THERE’S NOTHING GRAMMATICALLY WRONG with that headline. Determiner, adjective, adjective, noun. So why is it so awkward to read?
Every native English speaker instinctively knows the correct order in which to place adjectives in a sentence. Let’s give it its correct formulation, and make it longer:
The big old red London bus.
Moving any of those adjectives to a different location results in a clumsiness that renders the sentence almost unintelligible:
The big red London old bus.
The old London big red bus.
The red London old big bus.
The surprising thing is that we’re never explicitly taught how to do this. If you ask anyone in what order adjectives should be placed, they’ll look at you blankly. And that’s because most people – myself included, until very recently – have never given it a moment’s thought.
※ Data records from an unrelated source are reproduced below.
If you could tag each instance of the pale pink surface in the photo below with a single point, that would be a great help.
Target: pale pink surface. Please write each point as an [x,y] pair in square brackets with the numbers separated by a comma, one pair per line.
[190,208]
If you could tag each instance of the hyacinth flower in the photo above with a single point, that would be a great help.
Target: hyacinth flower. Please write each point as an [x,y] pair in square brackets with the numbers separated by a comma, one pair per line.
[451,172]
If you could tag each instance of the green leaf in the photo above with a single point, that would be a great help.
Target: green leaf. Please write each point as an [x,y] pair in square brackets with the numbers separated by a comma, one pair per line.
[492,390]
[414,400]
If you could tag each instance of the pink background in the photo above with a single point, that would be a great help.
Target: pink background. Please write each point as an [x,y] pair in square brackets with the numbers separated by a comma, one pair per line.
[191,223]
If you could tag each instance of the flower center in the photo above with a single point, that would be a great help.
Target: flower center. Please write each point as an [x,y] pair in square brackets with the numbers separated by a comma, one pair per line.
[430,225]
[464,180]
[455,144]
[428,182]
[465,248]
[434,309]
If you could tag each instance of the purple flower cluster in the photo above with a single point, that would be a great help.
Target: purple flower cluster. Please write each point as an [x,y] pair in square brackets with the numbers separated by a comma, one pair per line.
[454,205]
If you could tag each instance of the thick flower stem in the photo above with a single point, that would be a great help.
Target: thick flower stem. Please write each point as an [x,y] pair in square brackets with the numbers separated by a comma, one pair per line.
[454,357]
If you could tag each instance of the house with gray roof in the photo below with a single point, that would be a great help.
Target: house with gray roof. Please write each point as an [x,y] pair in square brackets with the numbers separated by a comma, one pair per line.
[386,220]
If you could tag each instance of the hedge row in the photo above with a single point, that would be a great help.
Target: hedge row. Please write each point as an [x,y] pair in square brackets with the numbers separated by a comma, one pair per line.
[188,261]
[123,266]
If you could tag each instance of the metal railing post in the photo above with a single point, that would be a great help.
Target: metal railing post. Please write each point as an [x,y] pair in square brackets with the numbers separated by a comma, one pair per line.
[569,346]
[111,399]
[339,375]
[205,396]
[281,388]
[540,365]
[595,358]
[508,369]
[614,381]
The really surprising thing is that we almost never get it wrong. We don’t think about it, we just do it; and yet even the most poorly educated will happily pile adjective upon adjective without making a single error.
For the linguistic analysts among you, there is a rule, and it goes like this:
- Quantity or number
- Quality or opinion
- Size
- Age
- Shape
- Colour
- Proper adjective (often nationality, other place of origin, or material)
- Purpose or qualifier
And here’s a sentence using all of them:
Three beautiful big old boxy red London double-decker buses all came at once.
But ask anyone to write down those rules, and they won’t even come close.